Shares under the Companies Act, 2013, refer to a share in the share capital of the company and include stock.
Under the SBO norms, ‘share’ also includes instruments in the form of global depository receipts, compulsorily convertible preference shares or compulsorily convertible debentures.
SBO rules are not applicable to domestic pooled investment vehicles or investment funds such as mutual funds, alternative investment funds, real estate investment trusts, and infrastructure investment trusts regulated by the Securities and Exchange Board of India. Funds that come through the foreign direct investment route, however, will come under its ambit.
“The beneficial owner has to make the disclosure, but the company also has to maintain records,” said a person familiar with the matter. “This will give undue leverage to promoters and may dissuade PE investors from investing.”
According to a note put out by Deloitte, an SBO means every individual, who acting alone or together with one or more persons or trust, including a trust and persons resident outside India, holds beneficial interests, of at least 10 per cent, in shares of a company or the right to exercise, or the actual exercising of significant influence or control as defined in Section 2(27) of the 2013 Act, but whose name is not entered in register of members of a company as the holder of such shares.
The SBO test will need to be applied to such entities on a look-through basis through the chain of ownership. The SBO will have to provide information that includes details such as permanent account number, passport number, etc.
An SBO that does not make a declaration to the company could be fined in the range of Rs 100,000 and Rs 1 million.

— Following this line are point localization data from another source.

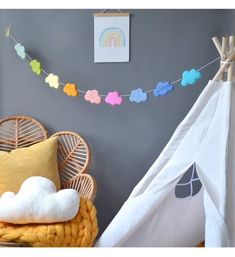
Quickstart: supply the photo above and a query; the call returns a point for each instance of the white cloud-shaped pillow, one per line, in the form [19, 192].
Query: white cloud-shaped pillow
[38, 202]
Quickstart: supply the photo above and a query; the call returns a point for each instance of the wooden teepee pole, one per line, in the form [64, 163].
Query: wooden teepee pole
[231, 56]
[231, 66]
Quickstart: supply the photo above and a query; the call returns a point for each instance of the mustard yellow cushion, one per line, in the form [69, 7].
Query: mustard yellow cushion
[37, 160]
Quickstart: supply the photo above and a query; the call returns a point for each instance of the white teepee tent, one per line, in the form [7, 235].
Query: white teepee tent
[205, 140]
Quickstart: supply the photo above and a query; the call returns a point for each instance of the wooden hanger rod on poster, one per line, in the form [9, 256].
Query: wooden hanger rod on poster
[111, 14]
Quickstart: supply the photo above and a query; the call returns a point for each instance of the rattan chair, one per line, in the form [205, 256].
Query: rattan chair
[73, 154]
[73, 151]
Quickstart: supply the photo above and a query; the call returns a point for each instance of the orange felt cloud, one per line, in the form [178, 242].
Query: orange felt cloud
[70, 90]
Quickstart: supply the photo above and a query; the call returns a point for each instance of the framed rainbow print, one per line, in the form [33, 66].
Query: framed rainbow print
[111, 37]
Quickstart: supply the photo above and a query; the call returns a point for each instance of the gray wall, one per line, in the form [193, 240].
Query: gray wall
[124, 140]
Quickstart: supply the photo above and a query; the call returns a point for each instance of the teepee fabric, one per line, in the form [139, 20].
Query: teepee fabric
[153, 215]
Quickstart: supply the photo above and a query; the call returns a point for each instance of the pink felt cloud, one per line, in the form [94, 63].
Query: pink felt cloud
[93, 96]
[113, 98]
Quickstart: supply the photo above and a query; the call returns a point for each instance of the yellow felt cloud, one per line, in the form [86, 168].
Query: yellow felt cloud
[52, 80]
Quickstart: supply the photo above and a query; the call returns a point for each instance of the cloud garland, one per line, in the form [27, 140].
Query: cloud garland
[113, 98]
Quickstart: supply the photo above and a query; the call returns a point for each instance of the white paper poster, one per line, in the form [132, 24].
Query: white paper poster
[111, 37]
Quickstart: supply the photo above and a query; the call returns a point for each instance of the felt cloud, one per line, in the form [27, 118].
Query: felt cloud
[113, 98]
[163, 88]
[93, 96]
[52, 80]
[20, 50]
[70, 90]
[138, 96]
[36, 67]
[190, 77]
[38, 202]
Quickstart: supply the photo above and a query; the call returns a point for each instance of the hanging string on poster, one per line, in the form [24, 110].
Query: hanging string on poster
[113, 98]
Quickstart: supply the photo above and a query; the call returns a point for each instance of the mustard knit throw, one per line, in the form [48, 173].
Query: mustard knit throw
[80, 231]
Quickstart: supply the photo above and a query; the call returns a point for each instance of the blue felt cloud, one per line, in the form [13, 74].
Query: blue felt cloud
[190, 77]
[20, 50]
[138, 95]
[163, 88]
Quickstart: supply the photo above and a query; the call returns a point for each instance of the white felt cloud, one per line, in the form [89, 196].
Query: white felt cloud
[38, 202]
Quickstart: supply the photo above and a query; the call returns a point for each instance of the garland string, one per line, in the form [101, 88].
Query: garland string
[114, 98]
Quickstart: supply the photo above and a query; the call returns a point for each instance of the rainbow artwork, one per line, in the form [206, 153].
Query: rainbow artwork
[112, 37]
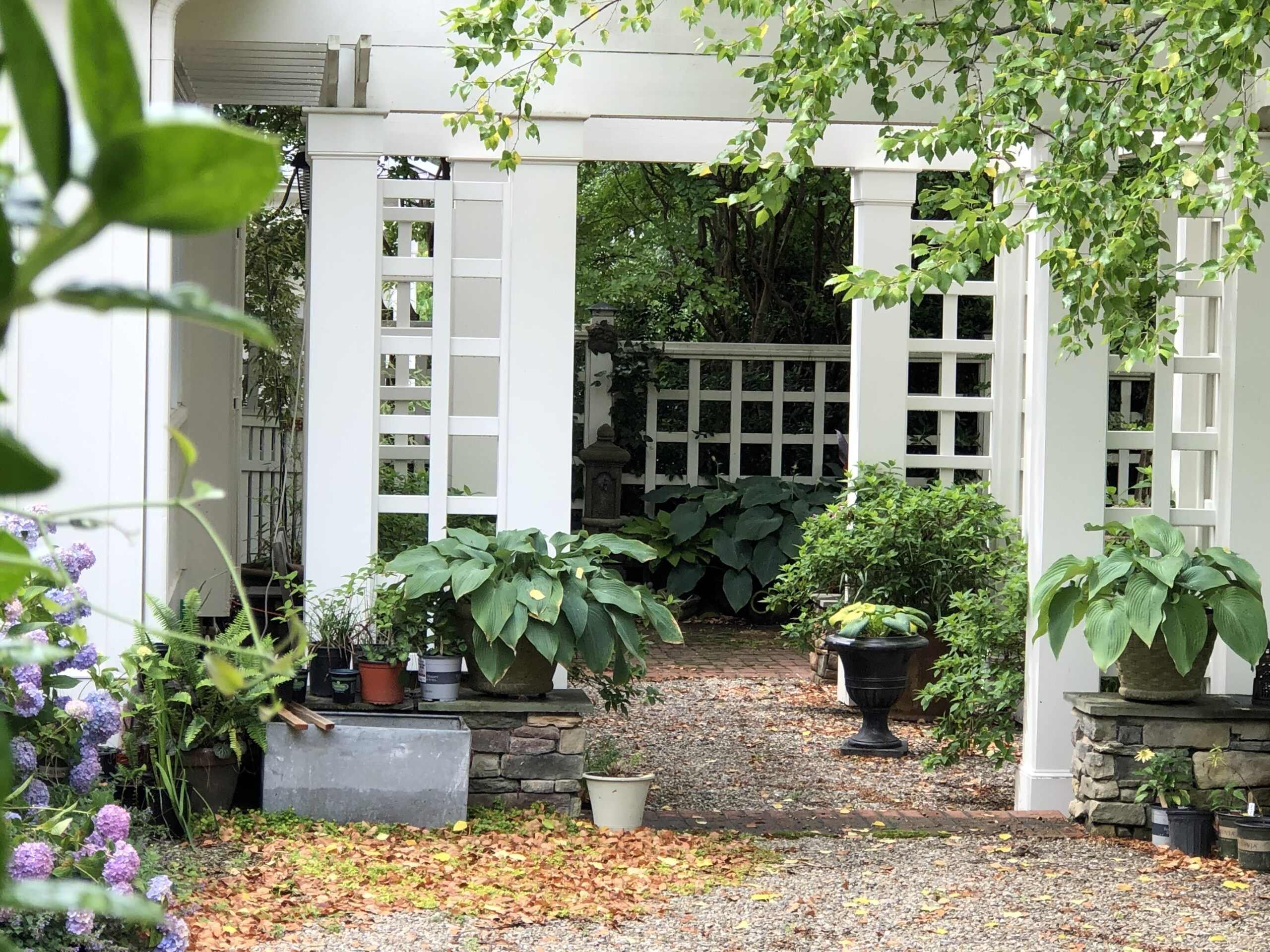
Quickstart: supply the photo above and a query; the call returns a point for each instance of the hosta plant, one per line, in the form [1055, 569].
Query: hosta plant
[559, 595]
[865, 620]
[1146, 586]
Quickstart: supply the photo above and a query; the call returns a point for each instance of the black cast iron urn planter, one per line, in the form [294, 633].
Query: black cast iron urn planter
[876, 673]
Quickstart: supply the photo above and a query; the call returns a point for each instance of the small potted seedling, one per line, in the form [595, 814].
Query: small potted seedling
[618, 786]
[1185, 828]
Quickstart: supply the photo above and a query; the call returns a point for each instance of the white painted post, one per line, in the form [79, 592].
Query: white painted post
[1244, 451]
[1066, 438]
[879, 337]
[539, 427]
[342, 372]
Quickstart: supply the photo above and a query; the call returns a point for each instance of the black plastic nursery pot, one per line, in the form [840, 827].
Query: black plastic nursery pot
[1192, 831]
[876, 673]
[1254, 834]
[343, 685]
[1228, 833]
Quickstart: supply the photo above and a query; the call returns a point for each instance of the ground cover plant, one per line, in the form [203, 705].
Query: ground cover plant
[501, 867]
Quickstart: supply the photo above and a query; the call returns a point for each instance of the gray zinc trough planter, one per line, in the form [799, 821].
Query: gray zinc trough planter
[380, 769]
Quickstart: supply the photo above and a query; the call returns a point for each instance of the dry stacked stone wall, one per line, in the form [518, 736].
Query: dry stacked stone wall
[1110, 731]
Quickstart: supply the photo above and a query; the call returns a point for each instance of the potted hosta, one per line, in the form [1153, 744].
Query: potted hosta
[618, 786]
[876, 645]
[524, 604]
[1174, 823]
[1153, 610]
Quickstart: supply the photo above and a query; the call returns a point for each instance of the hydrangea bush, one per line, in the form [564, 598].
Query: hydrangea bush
[59, 815]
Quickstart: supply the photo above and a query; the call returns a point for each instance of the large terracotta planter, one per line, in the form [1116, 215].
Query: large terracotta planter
[1150, 673]
[382, 683]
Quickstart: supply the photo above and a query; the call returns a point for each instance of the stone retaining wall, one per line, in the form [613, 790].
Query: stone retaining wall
[1109, 731]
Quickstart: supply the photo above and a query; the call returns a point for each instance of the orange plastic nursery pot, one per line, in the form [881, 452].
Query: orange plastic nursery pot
[382, 683]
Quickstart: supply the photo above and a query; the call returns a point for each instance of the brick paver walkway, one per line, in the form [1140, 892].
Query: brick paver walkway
[727, 651]
[1033, 823]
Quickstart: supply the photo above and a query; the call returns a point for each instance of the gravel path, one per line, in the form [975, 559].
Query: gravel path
[740, 744]
[958, 894]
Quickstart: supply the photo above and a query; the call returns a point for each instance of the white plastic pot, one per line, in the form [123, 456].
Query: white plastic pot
[618, 803]
[439, 677]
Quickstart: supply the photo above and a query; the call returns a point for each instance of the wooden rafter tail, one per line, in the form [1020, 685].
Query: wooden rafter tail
[313, 717]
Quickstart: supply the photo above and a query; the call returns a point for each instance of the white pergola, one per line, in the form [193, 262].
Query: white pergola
[500, 347]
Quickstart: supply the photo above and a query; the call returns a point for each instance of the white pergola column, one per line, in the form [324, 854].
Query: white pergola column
[1244, 450]
[878, 416]
[342, 345]
[1065, 470]
[540, 375]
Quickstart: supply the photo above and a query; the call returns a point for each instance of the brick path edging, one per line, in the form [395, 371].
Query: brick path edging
[1049, 824]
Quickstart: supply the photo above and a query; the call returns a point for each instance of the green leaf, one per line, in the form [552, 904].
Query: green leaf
[469, 577]
[187, 301]
[492, 606]
[19, 470]
[738, 587]
[733, 554]
[1107, 629]
[105, 74]
[619, 545]
[596, 644]
[767, 560]
[1109, 569]
[1202, 578]
[1185, 629]
[663, 622]
[67, 895]
[684, 578]
[1241, 621]
[1062, 615]
[1244, 572]
[758, 524]
[1165, 538]
[1143, 601]
[614, 592]
[493, 658]
[40, 93]
[688, 521]
[185, 177]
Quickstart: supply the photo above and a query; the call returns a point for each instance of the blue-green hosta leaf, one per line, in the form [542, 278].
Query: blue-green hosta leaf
[688, 521]
[190, 302]
[1143, 601]
[596, 644]
[1185, 630]
[1244, 572]
[767, 560]
[1107, 629]
[1065, 610]
[183, 177]
[663, 621]
[738, 587]
[1165, 538]
[1241, 621]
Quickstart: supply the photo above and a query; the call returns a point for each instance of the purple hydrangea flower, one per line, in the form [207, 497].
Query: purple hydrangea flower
[106, 720]
[84, 774]
[30, 702]
[159, 889]
[31, 861]
[123, 867]
[111, 824]
[23, 754]
[36, 796]
[176, 936]
[28, 674]
[85, 658]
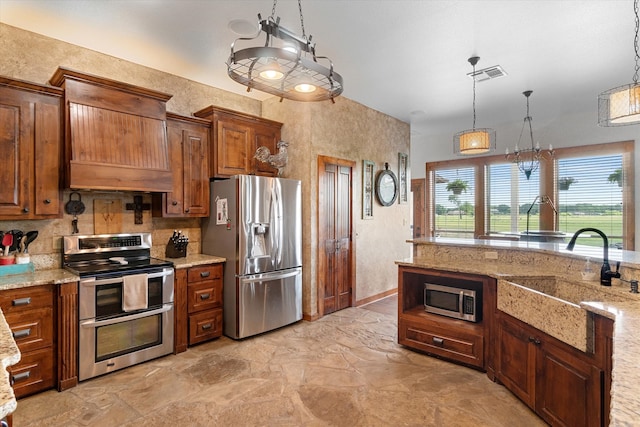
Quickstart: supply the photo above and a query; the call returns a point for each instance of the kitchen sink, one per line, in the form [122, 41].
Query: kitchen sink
[551, 304]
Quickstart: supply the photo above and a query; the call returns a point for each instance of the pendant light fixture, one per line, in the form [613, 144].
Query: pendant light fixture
[621, 106]
[528, 159]
[286, 65]
[474, 141]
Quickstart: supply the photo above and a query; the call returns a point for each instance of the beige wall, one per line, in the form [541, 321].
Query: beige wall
[345, 130]
[349, 131]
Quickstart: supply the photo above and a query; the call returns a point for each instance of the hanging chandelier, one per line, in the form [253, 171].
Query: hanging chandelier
[474, 141]
[528, 159]
[286, 65]
[621, 106]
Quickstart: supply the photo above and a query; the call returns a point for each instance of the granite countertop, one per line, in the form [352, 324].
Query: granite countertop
[40, 277]
[195, 259]
[625, 388]
[9, 355]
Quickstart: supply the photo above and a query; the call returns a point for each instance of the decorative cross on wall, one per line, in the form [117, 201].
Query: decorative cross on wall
[138, 207]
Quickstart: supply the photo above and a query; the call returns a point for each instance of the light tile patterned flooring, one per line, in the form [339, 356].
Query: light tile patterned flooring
[345, 369]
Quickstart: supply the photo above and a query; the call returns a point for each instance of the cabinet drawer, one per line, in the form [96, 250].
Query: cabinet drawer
[19, 300]
[206, 272]
[204, 295]
[205, 326]
[454, 345]
[32, 329]
[34, 373]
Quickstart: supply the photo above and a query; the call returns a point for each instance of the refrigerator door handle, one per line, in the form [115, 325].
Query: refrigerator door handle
[270, 276]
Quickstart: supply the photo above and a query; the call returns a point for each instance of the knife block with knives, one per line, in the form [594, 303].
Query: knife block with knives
[177, 245]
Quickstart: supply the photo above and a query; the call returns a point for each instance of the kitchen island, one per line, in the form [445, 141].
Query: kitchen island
[505, 259]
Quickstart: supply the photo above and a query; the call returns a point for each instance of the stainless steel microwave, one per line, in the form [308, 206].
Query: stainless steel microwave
[460, 303]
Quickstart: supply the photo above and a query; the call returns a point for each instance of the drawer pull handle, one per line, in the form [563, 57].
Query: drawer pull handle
[22, 333]
[19, 377]
[21, 301]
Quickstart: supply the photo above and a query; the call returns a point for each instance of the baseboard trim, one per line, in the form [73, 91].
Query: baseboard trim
[310, 317]
[376, 297]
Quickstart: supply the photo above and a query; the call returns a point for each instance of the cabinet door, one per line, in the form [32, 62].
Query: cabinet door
[47, 159]
[265, 136]
[173, 202]
[30, 143]
[234, 148]
[16, 124]
[189, 153]
[516, 358]
[195, 150]
[180, 311]
[569, 390]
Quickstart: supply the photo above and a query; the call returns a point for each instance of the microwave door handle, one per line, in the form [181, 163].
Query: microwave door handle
[120, 319]
[92, 282]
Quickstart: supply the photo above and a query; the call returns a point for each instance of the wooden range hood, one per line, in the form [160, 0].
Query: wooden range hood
[115, 134]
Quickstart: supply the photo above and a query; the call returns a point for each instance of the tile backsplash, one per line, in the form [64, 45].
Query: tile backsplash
[46, 250]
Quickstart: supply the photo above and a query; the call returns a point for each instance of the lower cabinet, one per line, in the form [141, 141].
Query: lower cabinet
[198, 305]
[453, 339]
[563, 385]
[204, 302]
[30, 315]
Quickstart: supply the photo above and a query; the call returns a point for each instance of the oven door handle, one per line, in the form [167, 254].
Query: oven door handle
[120, 319]
[90, 281]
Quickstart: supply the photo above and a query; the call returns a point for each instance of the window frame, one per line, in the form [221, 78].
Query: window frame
[548, 185]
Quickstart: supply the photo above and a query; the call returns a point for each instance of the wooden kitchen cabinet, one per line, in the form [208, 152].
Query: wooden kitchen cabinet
[235, 139]
[188, 140]
[445, 337]
[563, 385]
[30, 146]
[204, 302]
[30, 315]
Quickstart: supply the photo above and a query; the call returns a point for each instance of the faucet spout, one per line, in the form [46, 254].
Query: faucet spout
[605, 271]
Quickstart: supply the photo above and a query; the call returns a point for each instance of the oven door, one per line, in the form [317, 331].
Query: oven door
[114, 343]
[101, 298]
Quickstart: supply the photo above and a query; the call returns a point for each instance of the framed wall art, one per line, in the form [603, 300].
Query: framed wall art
[403, 196]
[367, 188]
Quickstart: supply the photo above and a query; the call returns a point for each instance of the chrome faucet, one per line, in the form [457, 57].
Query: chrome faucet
[605, 271]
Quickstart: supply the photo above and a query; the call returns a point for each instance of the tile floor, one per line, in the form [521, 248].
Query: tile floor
[345, 369]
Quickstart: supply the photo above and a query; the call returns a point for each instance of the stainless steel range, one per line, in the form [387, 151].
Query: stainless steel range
[125, 301]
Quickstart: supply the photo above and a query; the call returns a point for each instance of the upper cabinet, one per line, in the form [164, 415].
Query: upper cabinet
[235, 139]
[115, 135]
[30, 146]
[188, 139]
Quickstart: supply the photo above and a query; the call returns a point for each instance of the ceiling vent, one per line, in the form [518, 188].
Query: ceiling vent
[488, 73]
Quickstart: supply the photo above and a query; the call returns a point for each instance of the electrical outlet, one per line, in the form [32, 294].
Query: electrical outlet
[491, 255]
[57, 243]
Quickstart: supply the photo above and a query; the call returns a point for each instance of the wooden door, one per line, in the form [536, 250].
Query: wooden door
[419, 207]
[335, 252]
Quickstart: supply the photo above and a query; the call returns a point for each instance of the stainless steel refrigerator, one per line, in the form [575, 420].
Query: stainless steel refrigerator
[256, 224]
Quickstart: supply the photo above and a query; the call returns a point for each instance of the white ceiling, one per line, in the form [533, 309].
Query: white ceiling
[406, 58]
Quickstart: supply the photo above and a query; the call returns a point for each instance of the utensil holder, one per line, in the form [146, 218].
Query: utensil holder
[175, 252]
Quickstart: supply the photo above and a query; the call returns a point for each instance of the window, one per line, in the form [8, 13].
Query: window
[580, 187]
[590, 195]
[454, 203]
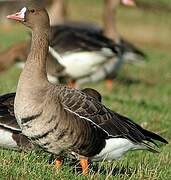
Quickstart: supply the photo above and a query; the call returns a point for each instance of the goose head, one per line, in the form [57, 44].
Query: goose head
[32, 17]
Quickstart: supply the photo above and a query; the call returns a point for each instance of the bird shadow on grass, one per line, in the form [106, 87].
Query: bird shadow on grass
[101, 168]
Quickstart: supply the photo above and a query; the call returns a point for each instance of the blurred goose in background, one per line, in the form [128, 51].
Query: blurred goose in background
[131, 53]
[59, 118]
[89, 49]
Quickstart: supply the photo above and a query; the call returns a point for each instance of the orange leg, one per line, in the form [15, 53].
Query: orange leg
[84, 165]
[109, 84]
[58, 162]
[72, 84]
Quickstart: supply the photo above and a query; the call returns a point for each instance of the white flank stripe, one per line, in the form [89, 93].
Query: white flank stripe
[116, 148]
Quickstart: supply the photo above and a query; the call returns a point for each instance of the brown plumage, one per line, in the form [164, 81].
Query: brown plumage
[12, 138]
[60, 118]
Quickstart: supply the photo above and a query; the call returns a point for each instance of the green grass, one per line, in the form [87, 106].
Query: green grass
[140, 92]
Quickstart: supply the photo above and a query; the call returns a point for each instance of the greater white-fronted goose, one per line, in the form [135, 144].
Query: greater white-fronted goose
[130, 52]
[10, 132]
[59, 118]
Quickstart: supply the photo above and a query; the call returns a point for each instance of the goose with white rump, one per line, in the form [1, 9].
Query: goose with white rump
[11, 136]
[59, 118]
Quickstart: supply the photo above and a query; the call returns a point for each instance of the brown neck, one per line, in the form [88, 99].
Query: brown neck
[109, 17]
[35, 68]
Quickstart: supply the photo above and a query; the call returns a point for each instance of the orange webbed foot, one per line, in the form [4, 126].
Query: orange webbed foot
[84, 166]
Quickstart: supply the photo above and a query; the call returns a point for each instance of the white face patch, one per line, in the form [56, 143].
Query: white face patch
[22, 13]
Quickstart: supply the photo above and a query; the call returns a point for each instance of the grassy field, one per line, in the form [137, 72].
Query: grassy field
[140, 92]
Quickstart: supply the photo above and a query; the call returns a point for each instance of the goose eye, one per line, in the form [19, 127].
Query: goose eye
[32, 10]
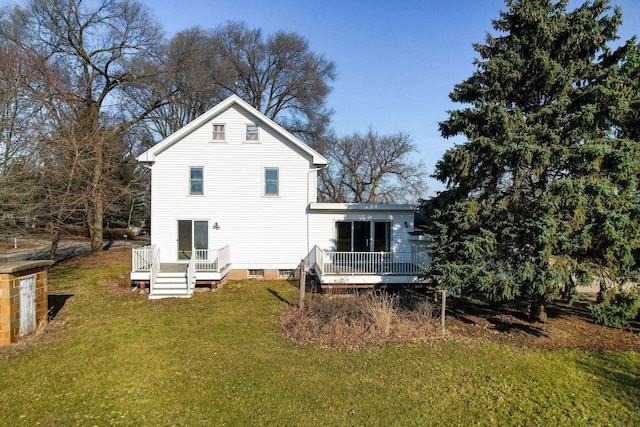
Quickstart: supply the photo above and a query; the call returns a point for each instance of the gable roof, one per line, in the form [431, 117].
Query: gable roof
[149, 156]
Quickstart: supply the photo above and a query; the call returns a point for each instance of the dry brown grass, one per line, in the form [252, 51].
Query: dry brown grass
[362, 321]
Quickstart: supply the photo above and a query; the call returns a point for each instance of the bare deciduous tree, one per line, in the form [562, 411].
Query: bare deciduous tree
[278, 75]
[108, 50]
[371, 168]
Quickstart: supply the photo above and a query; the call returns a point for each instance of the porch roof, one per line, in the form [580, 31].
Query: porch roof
[378, 207]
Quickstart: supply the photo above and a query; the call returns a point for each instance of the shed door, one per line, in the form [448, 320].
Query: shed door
[27, 305]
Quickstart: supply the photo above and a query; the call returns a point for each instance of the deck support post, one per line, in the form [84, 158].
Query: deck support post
[443, 307]
[303, 277]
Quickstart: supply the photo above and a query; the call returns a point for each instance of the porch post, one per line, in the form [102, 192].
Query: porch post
[303, 277]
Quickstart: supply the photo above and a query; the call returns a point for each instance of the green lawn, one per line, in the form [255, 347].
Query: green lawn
[218, 359]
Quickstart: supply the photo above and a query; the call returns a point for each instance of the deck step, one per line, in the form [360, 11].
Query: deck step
[170, 285]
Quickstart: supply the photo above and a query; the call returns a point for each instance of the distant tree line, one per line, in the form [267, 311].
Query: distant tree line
[86, 85]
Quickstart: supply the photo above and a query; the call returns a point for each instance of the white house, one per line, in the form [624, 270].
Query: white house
[234, 195]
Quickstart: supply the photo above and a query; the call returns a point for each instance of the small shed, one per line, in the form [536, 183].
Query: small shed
[23, 298]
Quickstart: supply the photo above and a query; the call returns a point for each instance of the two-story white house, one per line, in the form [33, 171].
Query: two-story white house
[234, 195]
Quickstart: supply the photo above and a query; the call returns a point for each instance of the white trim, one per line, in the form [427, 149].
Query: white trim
[246, 132]
[264, 181]
[189, 193]
[378, 207]
[149, 156]
[219, 141]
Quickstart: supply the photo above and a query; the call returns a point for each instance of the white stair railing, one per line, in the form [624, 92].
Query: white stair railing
[142, 258]
[191, 275]
[155, 268]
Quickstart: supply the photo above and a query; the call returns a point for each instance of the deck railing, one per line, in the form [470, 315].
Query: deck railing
[212, 259]
[315, 260]
[191, 275]
[142, 258]
[373, 263]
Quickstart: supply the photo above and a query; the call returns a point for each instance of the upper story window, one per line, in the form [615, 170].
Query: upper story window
[252, 133]
[196, 180]
[271, 182]
[218, 132]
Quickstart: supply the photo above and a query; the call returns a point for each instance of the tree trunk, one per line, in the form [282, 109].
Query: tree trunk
[55, 239]
[537, 311]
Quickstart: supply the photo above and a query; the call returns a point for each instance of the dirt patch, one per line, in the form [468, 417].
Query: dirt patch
[47, 331]
[54, 329]
[101, 257]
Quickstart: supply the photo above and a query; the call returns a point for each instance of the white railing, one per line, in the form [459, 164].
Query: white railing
[155, 267]
[191, 275]
[212, 260]
[373, 263]
[142, 258]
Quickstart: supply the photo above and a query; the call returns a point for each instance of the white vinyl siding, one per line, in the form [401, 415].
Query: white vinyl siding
[271, 181]
[234, 183]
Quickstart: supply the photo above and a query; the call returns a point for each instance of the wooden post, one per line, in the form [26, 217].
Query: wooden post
[303, 277]
[443, 307]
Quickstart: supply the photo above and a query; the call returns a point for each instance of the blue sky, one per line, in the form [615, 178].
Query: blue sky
[397, 61]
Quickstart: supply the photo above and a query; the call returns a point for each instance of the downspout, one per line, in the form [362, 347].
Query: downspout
[309, 205]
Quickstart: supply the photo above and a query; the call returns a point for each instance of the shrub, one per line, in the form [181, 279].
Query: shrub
[616, 311]
[118, 233]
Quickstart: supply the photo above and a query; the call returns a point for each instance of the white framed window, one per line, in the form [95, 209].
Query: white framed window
[217, 132]
[271, 182]
[285, 273]
[196, 180]
[363, 236]
[252, 134]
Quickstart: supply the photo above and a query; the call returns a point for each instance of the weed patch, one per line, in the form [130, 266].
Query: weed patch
[360, 321]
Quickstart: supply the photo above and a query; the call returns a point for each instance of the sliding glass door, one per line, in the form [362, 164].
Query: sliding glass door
[192, 235]
[363, 236]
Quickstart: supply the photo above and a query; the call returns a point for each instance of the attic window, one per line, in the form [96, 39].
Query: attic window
[218, 132]
[196, 181]
[252, 133]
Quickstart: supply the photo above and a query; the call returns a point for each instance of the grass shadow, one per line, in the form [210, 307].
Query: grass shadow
[277, 295]
[55, 304]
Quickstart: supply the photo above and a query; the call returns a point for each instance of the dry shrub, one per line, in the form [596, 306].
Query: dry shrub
[361, 321]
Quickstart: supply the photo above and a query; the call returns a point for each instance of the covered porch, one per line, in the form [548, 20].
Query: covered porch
[367, 269]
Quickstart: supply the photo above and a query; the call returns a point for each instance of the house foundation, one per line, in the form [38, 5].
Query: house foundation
[23, 298]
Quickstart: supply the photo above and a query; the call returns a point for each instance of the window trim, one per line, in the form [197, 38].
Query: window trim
[255, 273]
[224, 132]
[266, 182]
[246, 133]
[191, 181]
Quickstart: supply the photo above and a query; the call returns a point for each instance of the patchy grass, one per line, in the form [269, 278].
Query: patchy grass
[220, 359]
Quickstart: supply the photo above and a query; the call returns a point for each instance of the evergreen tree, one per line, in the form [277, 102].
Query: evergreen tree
[544, 193]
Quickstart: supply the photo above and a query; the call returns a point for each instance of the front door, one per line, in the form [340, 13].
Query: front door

The fine may extend to Rs 1,000 per day of default if the failure is a continuing one.
“If a company fails to maintain registers and/or files returns with the Registrar of Companies or denies inspection of the register of SBO, the company and every officer in default is punishable with a fine in range of Rs 1 million and Rs 5 million and where the failure is a continuing one, a further fine which may extend to Rs 1,000 for every day during which the default continues,” the Deloitte report says.
If a person wilfully furnishes false or incorrect information, or suppresses any material information of which the declarant was aware of in the declaration made, is liable to be punished for fraud under Section 447 of the 2013 Act.